One of the nation’s best-known college rankings has once again crowned UW-Madison the top party school in the country, a distinction sure to draw groans from campus administrators nearly as loud as the cheers from many students.

The Princeton Review’s annual rankings, released Monday, placed the university No. 1 in its categories for “party schools” and institutions with “lots of beer.” UW-Madison also took the No. 5 spot in the “lots of hard alcohol” category.

The university is a fixture of the top party schools list, and last claimed the No. 1 ranking in 2005; West Virginia University and the University of Illinois-Urbana Champaign rounded out the top three.

It’s a dubious honor in the eyes of administrators at UW and other universities that have received the ranking.

As officials pointed out when UW topped the party schools category a decade ago, the Princeton Review bases its rankings on unscientific surveys of students, who are asked to assess aspects of academic and social life at their institutions.

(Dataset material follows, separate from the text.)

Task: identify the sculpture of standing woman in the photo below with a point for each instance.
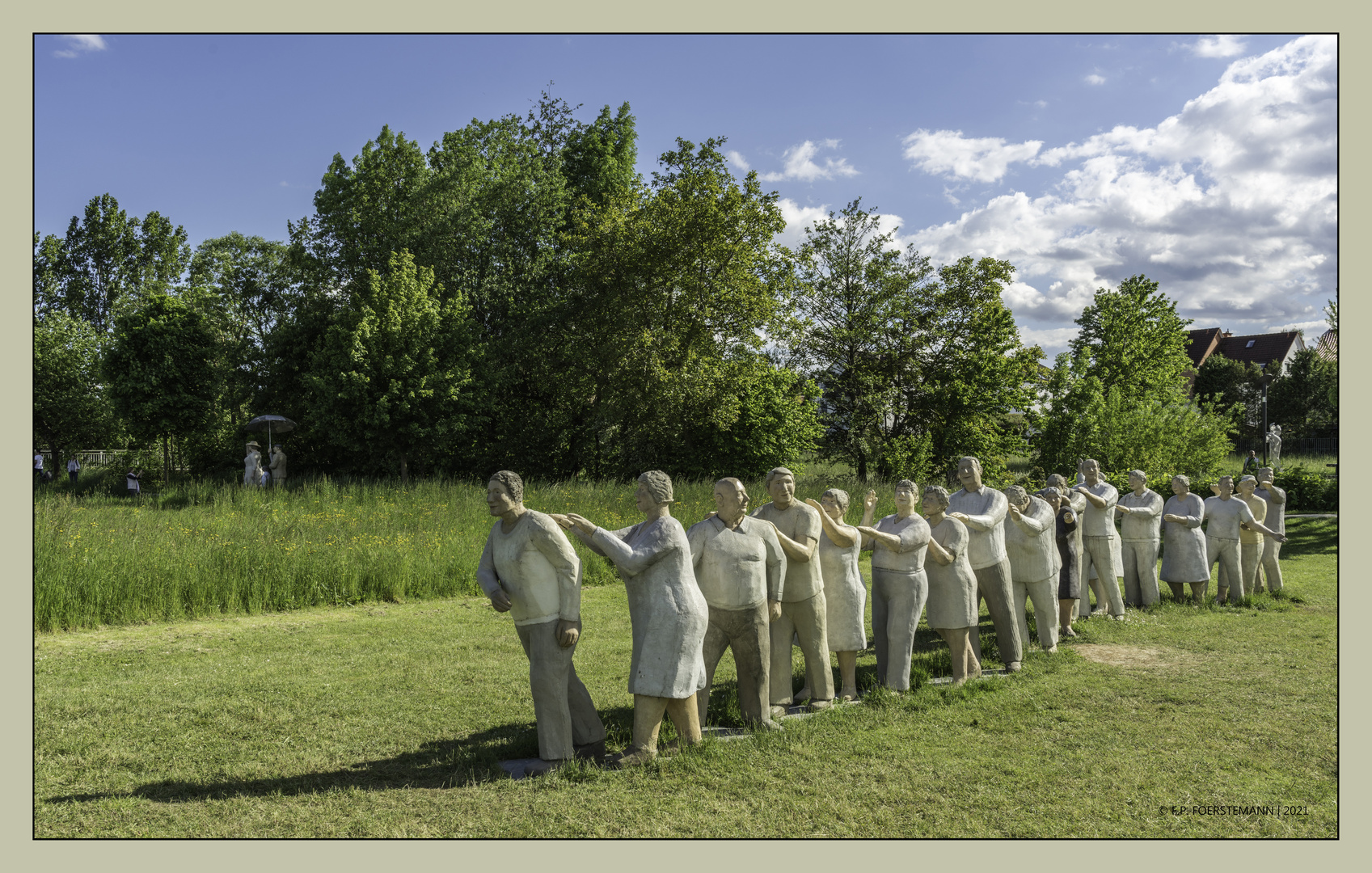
(667, 613)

According to a webpage detailing the methodology for the rankings, “Schools on the ‘Party Schools’ list are those at which surveyed students’ answers indicated a combination of low personal daily study hours (outside of class), high usages of alcohol and drugs on campus and high popularity on campus for frats/sororities.”

UW also had the country’s top-rated student health services, and students rated their campus highly for friendliness toward lesbian, gay, bisexual and transgender students (No. 4) and the quality of its campus newspapers (No. 10) and libraries (No. 13), and students’ satisfaction with the university — it was No. 12 in the “students love these colleges” category.

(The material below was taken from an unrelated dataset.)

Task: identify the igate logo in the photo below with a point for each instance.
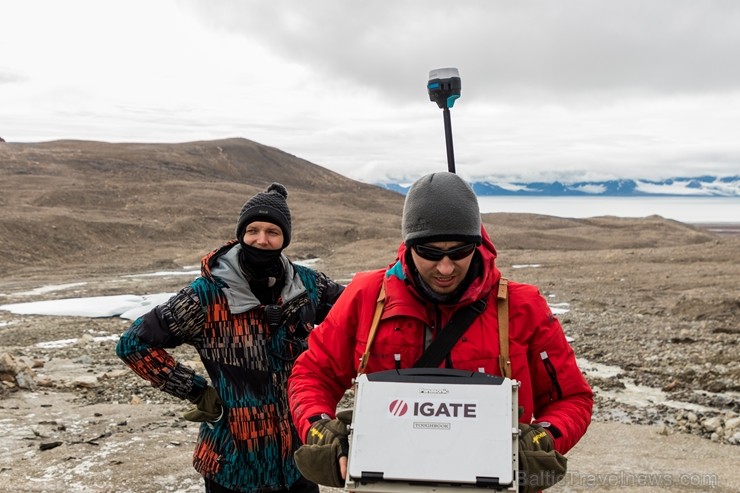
(398, 408)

In response to questions about the top party school ranking, UW officials sent a statement, reading in part, “Students at the University of Wisconsin-Madison have an incredible sense of pride in this institution and great camaraderie with their fellow Badgers that contributes to making our university an enjoyable place to attend school.”

“However, as at many institutions of higher education, high-risk alcohol use on campus remains a pressing public health concern that negatively impacts campus safety and (students’) academic progress and well-being,” the statement said. UW declined a request to interview campus officials about the ranking.

Just before the Princeton Review survey results were announced, university officials sent out a press release touting a ranking they were more proud of: A college guide from Washington Monthly put UW at No. 28 on its list of the country’s best colleges and universities.